I think that a lot of women want a dude to fall head over heels and hopelessly in love with them in order to gain some sort of power over them. Perhaps it’s a form of insecurity. But if you happen to fall into the trap, these megalomaniacs then use your attraction/addiction to them in order to squeeze every bit of resources, protection, time, emotions and so forth out of you. Once they know they have it, then then mask falls off. You’re their slave and you’ll do anything to keep their validation and love for you around. Sex is no longer a pleasurable act, but actually becomes weaponized in order to get you to do what they want on their terms. Fail to comply with their needs, they’re out. Basically, they want to you be under the spell of being “in love”. Ironically, once they receive it, they lose attraction and respect for you. Don’t do it. Don’t let yourself fall in love.
Meanwhile, the thing we as men have at our disposal is that during the process of them trying to win you over, they’ll do damn near anything to get you to that state of mind. You have stay strong. During that time, they may show you some act right. But if they ever sense that you cannot walk away…..they’ve got u. They win. You can play the role to see how it might play out, but if you ever actually fall….the reality is….they got u……trapped. These modern women are like black widow spiders. They devour the males after mating with them. The males let it happen to them. In a similar sense, instead of devouring them during the mating process…..they devour men who fall in love.
Falling in love is like ingesting venomous honey flavored cocaine. It’s sweet yet addictive and poisonous. I’ve seen countless stories of hapless victims to this dangerous drug. It’s evidenced by them getting cheated on, disrespected, discarded by some of the most vile women imaginable, yet somehow rationalizing an irrational desire to want to be with them. I was once there and am still in recovery. Yeah, I once indulged in this sweet nectar, and just like most recovering drug addicts will tell you……yeah, I am a drug addict. They realize that this may be a life long condition or temptation despite it dragging their souls through the scorching hot jagged rocks of hell.
My lover once told me that if she were STBXW, she’d treat me the same way. That always stuck with me. I don’t think she really understood (or maybe she did) how I’d take that. I think she was trying to tell me to get over it in a way….. but still, the idea that sh’e’d also take advantage of someone who was in love with her is duly noted in my mind. Why take advantage of a person who loves you….even if you no longer reciprocate those feelings. I’d think you’d try to be respectful as possible….especially if they are trying to respect your feelings in the matter.

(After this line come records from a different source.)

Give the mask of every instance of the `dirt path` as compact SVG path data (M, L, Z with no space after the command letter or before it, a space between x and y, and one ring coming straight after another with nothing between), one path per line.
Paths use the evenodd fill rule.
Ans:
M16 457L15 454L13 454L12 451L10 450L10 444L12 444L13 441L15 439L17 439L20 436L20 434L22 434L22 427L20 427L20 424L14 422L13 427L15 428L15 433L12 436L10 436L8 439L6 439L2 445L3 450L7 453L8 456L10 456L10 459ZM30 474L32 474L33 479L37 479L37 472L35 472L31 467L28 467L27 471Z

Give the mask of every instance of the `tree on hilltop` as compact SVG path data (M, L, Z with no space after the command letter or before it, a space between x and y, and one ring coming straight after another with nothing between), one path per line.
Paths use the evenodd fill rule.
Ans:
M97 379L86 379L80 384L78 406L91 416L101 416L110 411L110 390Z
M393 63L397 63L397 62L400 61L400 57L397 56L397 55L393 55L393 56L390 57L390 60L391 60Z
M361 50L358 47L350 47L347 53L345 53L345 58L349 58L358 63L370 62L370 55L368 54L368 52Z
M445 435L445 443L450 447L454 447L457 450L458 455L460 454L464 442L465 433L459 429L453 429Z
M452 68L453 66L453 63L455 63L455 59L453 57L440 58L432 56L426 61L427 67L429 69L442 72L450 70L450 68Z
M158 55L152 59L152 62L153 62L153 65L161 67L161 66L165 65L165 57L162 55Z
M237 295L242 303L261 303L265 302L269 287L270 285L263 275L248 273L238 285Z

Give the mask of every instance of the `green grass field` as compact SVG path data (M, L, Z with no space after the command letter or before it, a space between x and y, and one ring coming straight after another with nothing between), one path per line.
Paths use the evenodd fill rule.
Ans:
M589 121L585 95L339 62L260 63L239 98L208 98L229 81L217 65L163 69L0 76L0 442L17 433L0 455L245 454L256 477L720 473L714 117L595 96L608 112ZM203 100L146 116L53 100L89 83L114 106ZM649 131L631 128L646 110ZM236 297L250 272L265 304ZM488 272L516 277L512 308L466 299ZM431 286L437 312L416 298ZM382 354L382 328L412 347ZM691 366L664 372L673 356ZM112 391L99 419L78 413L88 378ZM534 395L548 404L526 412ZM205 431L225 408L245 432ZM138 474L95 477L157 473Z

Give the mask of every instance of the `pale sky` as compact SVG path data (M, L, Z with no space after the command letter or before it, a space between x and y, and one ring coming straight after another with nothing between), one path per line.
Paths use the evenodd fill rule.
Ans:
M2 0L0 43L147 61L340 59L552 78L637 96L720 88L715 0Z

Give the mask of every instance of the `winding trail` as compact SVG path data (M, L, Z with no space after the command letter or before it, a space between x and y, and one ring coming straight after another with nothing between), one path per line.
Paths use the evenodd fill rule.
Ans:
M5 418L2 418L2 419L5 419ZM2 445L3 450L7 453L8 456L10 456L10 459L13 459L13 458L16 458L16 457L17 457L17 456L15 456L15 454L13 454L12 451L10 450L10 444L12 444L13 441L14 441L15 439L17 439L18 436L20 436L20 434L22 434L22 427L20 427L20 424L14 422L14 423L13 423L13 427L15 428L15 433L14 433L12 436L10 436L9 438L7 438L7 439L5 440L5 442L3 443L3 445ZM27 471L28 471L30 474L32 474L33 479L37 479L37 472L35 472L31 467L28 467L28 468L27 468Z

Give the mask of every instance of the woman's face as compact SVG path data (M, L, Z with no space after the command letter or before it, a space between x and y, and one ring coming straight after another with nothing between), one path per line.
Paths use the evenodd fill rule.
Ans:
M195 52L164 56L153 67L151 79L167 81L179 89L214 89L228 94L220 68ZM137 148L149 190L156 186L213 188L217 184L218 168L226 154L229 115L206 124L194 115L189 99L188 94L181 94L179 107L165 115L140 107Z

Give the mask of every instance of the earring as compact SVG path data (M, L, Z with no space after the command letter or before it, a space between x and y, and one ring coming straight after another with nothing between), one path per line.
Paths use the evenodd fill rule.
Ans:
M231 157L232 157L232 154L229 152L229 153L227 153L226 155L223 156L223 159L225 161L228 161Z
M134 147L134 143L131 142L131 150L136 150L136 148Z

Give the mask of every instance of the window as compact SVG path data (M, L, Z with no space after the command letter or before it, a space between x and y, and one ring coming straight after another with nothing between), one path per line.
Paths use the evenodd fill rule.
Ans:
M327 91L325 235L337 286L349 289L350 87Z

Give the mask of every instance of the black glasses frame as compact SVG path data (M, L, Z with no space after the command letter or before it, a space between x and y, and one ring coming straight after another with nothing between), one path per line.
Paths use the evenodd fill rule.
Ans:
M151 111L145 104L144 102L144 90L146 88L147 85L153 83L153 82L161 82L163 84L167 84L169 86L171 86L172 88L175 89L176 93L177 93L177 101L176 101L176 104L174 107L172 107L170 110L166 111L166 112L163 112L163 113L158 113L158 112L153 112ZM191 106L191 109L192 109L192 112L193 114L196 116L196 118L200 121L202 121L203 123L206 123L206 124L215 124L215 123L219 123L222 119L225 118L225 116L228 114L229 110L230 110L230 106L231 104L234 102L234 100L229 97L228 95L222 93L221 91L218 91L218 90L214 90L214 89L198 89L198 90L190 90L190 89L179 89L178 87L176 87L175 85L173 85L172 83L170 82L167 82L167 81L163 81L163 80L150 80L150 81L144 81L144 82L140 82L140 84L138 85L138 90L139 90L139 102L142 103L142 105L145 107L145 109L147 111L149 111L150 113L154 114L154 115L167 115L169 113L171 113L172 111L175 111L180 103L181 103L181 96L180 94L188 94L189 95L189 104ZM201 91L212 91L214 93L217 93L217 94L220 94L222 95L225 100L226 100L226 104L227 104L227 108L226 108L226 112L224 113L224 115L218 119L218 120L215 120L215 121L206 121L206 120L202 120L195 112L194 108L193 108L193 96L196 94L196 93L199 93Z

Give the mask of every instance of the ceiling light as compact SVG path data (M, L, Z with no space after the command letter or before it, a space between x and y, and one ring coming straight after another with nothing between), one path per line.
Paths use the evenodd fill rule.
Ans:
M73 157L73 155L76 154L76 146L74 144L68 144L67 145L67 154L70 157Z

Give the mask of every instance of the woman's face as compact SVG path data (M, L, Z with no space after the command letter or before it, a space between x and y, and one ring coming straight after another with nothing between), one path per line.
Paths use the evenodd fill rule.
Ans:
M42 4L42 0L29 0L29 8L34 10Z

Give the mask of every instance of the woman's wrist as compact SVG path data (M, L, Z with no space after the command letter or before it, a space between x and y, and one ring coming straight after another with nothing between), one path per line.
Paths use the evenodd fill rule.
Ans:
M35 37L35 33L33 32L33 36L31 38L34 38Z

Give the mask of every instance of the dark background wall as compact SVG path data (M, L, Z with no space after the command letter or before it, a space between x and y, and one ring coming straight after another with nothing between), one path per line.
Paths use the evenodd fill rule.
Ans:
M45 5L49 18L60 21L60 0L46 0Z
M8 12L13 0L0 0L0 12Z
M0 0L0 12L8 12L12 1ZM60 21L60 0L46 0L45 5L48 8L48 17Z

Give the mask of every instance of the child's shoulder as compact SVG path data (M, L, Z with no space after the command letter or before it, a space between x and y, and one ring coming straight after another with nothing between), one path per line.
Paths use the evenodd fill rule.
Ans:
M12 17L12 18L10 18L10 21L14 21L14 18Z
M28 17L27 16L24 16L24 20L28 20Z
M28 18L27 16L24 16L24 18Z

I suppose it’s not their problem, but for me, the idea that someone could simply fall out of love with you and due to that fact, they no longer value you, your friendship, your history, or you as a person isn’t something I’d consider as loyalty or faithfulness. In fact, I’d say it is a form of using someone. I don’t think my home girl understands that. She seems to also buy into the sentiment that once the “thrill” is gone (or she’s no longer happy), the relationship is over. Fuck that man. Relationships therefore are superficial and self serving and this isn’t imo a foundation to build a family upon. If not for the desire to have a family…..then what is the point the progression of titles in relationshps (friends, boyfrined/girlfriend, fiance, husband/wife) anyway. It’s just delaying the enevitable break up and making things much harder on everyone when it does happen.
I think most women mistake love for feelings of lust and attraction. And if someone better comes along and they think they’ll get it, they’ll drop u like a hot potato….or at the very least try it out by taking a “break”, cheating, or monkey branching. If it doesn’t work out, then they might come back temporarily…..however their respect for you is completelty gone by then.
Man, you just can’t trust your heart with a woman. She’s too fickle, self serving, whimsical, and victim to her own emotions. I really wish I had known this in the past. I wouldn’t have tried to give my heart out and I wouldn’t be in such a bad state of mind. My home girl doesn’t understand this, my lover doesn’t seem to understand this…..but i think subconsciously….it’s in their nature to desire that guy who is hopelessly in love with them. At least the guy they are attracted to. But if that guy does indeed fall for them, it’s also just a matter of time before they’re on to the next.
Knowledge is power. The application of knowledge is wisdom. No point in complaining about it. It is what it is. So in light of all of this my new motto is: Be cool, but stay frosty.